Pejabat yang berkuasa atas kebijakan moneter ingin memperoleh kekayaan hanya dengan mengorbankan tugas utama mereka, yaitu melayani rakyat. Melalui perhitungan untung rugi, kepala kebijakan moneter tidak peduli dengan nasib pemilihnya, yang terpenting baginya adalah bagaimana menutupi dan melipatgandakan biaya politik.

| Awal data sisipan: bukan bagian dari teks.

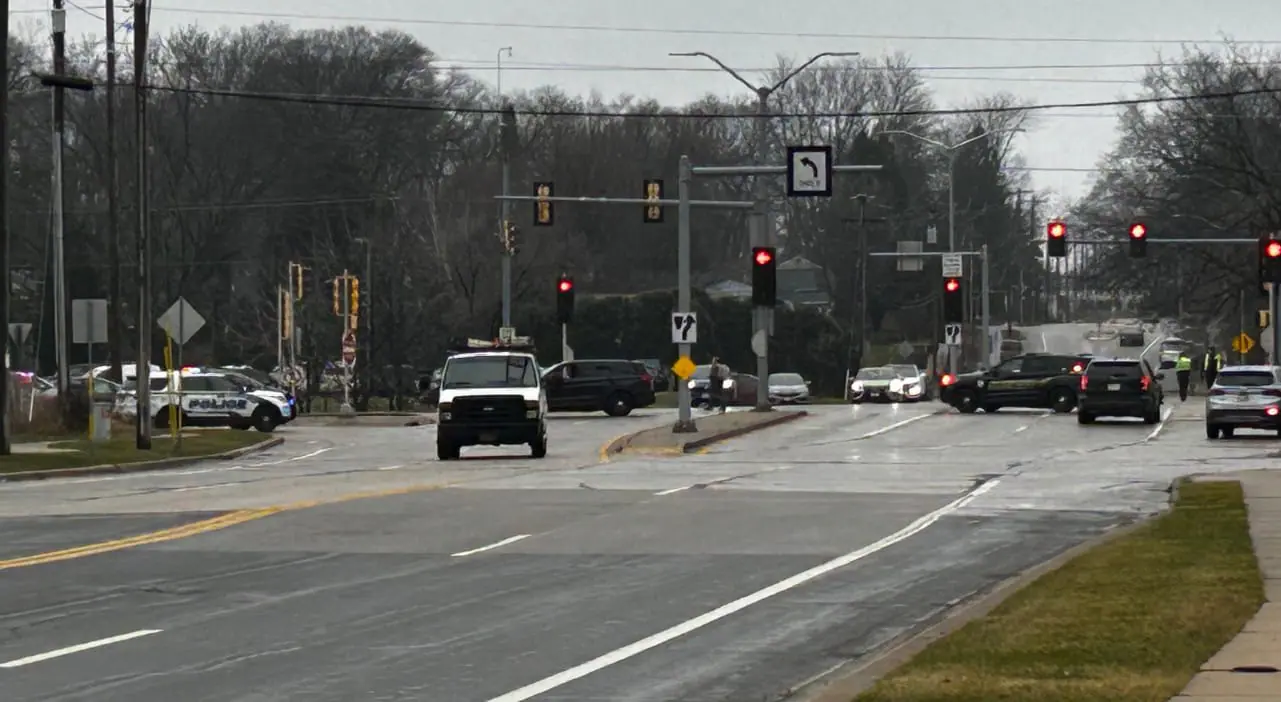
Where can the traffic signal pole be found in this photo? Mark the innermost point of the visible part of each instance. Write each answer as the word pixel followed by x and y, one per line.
pixel 985 292
pixel 684 302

Imbalan politik, seperti jual beli suara DPR atau dukungan partai, juga mendorong pejabat melakukan korupsi. Dukungan partai-partai politik yang menuntut kompensasi atas jasa-jasa mereka pada akhirnya mengarah pada pengakuan politik. Pejabat terpilih secara teratur menunjukkan rasa hormat yang besar kepada partai dan menindak korupsi.
3. Aspek Hukum
Hukum sebagai faktor penyebab korupsi dapat dilihat dari dua sisi, sisi legislasi dan lemahnya penegakan hukum. Orang-orang korup mencari celah hukum untuk mengambil tindakan. Lebih jauh lagi, penegakan hukum yang gagal menciptakan deterrence mendorong korupsi dan korupsi terus berlanjut. UU menjadi faktor korupsi ketika banyak produk hukum yang aturannya tidak jelas, pasal-pasalnya multitafsir, dan undang-undang cenderung menguntungkan pihak-pihak tertentu. Sanksi yang tidak proporsional, terlalu ringan atau sia-sia terhadap pelaku korupsi juga membuat pelaku korupsi ragu menggunakan uang negara.
4. Aspek Ekonomi
Faktor ekonomi sering dianggap sebagai penyebab utama terjadinya korupsi. Diantaranya adalah pendapatan atau tingkat gaji yang tidak mencukupi untuk memenuhi kebutuhan. Fakta juga menunjukkan bahwa korupsi tidak dilakukan oleh mereka yang gajinya kecil.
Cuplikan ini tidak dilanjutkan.